Someone on my degree course was thrown out for submitting bought essays, not an international student, but a wealthy one. It was an old fairly prestigious RG and that kind of thing was really frowned upon.

I used to proof read essays for SPG and tutor academic English, to help fund my MA. I was offered money to write essays a few times, I reported every one to the university, they were all given formal warnings and their written work placed under scrutiny. This was however in the days of dial up internet so less common I'd imagine.

PissedOffProf · 14/03/2019 11:35

I think this is a massive problem in the UK universities, not only in case of international students, but domestic ones too. The whole things is exacerbated by the ranking culture and shit initiatives like the Teaching Excellence Framework that basically measures the quality of teaching by the positivity of student feedback. So if your students are happy, your teaching must be great too. The only problem is that most students are happy when they get good grades and that many do not care about whether they deserve those grades of not. Grade inflation is rife. I would say cheating is too. In many institutions, academics' attempts to hold up the standards leads to student complaints and administrators are prepared to sell their own mothers down river to avoid them. God forbid we get negative student feedback!
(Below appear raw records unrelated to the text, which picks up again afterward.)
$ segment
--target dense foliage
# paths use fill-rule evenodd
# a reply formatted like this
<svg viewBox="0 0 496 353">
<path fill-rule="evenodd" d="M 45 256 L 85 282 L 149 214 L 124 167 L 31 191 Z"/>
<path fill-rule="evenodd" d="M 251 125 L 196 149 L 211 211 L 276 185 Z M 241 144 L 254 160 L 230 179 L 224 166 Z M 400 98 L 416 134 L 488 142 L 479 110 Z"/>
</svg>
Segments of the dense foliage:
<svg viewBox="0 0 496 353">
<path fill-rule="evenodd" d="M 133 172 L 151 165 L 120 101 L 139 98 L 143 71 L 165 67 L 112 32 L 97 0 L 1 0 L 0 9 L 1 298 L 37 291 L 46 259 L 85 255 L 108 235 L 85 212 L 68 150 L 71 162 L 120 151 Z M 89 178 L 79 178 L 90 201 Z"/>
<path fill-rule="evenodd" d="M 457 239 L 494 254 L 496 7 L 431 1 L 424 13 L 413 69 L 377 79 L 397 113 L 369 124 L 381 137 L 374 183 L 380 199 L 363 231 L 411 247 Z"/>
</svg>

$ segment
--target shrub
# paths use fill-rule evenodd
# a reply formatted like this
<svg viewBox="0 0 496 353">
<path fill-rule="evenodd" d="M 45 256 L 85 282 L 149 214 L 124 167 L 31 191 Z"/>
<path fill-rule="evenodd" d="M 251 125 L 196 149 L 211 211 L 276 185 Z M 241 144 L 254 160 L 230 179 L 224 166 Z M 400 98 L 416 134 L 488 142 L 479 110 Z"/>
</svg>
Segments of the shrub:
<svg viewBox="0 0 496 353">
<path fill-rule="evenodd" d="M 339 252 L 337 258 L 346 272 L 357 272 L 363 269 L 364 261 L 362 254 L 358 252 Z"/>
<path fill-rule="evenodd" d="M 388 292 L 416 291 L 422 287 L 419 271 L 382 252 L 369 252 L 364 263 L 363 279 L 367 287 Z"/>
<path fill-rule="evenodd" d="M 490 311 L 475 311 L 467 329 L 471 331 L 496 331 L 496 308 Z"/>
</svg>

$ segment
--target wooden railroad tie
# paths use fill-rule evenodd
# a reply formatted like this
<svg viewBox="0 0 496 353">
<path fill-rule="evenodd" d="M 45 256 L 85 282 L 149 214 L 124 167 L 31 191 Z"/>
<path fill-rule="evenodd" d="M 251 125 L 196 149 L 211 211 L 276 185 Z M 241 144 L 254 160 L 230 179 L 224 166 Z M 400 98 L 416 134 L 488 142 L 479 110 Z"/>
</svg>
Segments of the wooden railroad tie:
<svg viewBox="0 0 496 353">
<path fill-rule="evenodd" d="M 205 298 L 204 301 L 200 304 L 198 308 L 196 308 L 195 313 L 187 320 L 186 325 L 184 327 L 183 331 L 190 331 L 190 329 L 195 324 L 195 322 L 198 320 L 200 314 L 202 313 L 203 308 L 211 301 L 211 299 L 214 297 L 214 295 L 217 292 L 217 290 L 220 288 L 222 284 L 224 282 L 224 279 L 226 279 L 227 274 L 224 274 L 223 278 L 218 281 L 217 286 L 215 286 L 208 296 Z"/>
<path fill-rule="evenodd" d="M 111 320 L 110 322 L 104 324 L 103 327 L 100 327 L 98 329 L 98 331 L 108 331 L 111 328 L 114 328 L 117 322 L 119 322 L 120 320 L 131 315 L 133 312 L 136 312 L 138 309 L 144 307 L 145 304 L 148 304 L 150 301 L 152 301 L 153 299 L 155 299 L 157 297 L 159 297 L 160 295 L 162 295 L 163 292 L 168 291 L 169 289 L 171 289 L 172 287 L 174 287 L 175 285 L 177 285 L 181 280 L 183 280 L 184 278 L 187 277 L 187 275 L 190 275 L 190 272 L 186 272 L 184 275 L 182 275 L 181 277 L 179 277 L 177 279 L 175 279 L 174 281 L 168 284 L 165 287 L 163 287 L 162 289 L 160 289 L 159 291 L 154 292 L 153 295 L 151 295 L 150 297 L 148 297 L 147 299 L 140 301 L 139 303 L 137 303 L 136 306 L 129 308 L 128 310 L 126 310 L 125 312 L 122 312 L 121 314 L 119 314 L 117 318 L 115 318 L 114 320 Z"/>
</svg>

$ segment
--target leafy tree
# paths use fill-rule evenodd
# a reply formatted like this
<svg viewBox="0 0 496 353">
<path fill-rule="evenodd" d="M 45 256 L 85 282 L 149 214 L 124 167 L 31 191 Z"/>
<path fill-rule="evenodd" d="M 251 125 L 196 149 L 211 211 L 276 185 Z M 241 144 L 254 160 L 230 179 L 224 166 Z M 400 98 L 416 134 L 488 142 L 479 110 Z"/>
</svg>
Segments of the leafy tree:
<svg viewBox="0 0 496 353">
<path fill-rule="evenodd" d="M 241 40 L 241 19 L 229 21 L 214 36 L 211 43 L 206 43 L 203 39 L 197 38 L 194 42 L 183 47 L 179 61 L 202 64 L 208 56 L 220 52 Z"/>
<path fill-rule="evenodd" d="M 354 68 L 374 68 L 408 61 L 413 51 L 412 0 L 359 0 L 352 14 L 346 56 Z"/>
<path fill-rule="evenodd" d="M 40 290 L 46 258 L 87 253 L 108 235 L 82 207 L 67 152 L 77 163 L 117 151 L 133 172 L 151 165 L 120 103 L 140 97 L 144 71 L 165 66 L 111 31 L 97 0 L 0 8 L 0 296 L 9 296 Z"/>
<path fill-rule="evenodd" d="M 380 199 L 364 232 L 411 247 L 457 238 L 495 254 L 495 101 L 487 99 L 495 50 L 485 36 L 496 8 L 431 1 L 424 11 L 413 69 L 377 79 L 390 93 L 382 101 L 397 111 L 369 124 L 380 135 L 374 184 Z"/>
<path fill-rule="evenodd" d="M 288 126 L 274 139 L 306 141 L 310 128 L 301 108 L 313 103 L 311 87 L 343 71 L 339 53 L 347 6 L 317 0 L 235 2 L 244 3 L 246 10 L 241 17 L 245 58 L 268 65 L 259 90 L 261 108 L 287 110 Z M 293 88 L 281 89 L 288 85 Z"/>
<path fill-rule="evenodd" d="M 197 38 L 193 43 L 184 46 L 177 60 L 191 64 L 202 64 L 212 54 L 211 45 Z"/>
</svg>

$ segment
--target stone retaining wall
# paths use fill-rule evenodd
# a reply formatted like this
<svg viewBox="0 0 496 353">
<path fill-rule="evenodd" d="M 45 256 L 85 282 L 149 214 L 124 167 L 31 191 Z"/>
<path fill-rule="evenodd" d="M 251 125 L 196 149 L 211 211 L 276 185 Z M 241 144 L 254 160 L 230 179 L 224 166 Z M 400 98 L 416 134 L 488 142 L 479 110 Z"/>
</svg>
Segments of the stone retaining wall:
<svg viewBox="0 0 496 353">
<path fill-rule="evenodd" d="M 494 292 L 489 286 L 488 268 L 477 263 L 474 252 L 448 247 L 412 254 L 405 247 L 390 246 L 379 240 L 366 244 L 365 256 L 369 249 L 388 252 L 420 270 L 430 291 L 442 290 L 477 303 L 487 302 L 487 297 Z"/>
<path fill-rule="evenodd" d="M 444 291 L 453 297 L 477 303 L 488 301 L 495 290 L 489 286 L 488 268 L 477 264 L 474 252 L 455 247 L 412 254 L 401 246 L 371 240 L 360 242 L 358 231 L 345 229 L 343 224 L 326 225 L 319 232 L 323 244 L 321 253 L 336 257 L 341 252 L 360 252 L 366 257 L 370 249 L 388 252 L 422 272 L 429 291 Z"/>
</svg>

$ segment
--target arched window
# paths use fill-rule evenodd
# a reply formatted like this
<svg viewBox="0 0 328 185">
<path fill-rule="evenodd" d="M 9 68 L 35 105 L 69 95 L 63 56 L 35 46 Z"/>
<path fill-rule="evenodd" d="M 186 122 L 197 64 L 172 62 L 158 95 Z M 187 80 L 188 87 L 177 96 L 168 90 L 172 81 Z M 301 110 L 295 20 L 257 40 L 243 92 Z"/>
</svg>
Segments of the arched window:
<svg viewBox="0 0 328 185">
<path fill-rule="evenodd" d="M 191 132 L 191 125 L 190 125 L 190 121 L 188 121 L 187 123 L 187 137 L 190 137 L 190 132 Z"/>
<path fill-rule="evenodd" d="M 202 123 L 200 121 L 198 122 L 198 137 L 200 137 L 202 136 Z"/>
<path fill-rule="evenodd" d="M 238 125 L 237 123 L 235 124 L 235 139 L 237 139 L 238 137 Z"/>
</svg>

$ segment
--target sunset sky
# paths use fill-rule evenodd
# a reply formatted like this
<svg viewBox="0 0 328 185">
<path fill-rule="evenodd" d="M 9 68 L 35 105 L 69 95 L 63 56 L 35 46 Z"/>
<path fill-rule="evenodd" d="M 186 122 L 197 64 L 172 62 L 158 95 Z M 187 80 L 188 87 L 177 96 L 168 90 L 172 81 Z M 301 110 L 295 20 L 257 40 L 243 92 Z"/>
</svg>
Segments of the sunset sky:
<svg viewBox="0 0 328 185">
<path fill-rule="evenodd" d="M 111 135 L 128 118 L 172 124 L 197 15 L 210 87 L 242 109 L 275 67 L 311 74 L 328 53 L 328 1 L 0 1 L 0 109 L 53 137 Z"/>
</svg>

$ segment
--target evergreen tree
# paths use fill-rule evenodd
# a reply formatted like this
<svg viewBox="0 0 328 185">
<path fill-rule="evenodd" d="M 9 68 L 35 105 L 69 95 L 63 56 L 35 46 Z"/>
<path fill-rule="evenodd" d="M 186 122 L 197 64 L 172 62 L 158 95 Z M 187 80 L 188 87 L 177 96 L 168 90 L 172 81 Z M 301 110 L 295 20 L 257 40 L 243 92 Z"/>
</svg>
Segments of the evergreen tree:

wizzywig · 14/03/2019 11:36

The ones i know who i could see doing this just did the degree to get a better class on husband back home. They were never going to work

IrmaFayLear · 14/03/2019 11:38

I suppose the problem is £££. Are universities really going to carry out an investigation into cheating students when they make up a large proportion of their bread and butter.

Cracking down might well put off other customers (and they are often merely customers) and dent the reputation of the institution.

I'm sure the powers that be are well aware of the situation but find it better to turn a blind eye.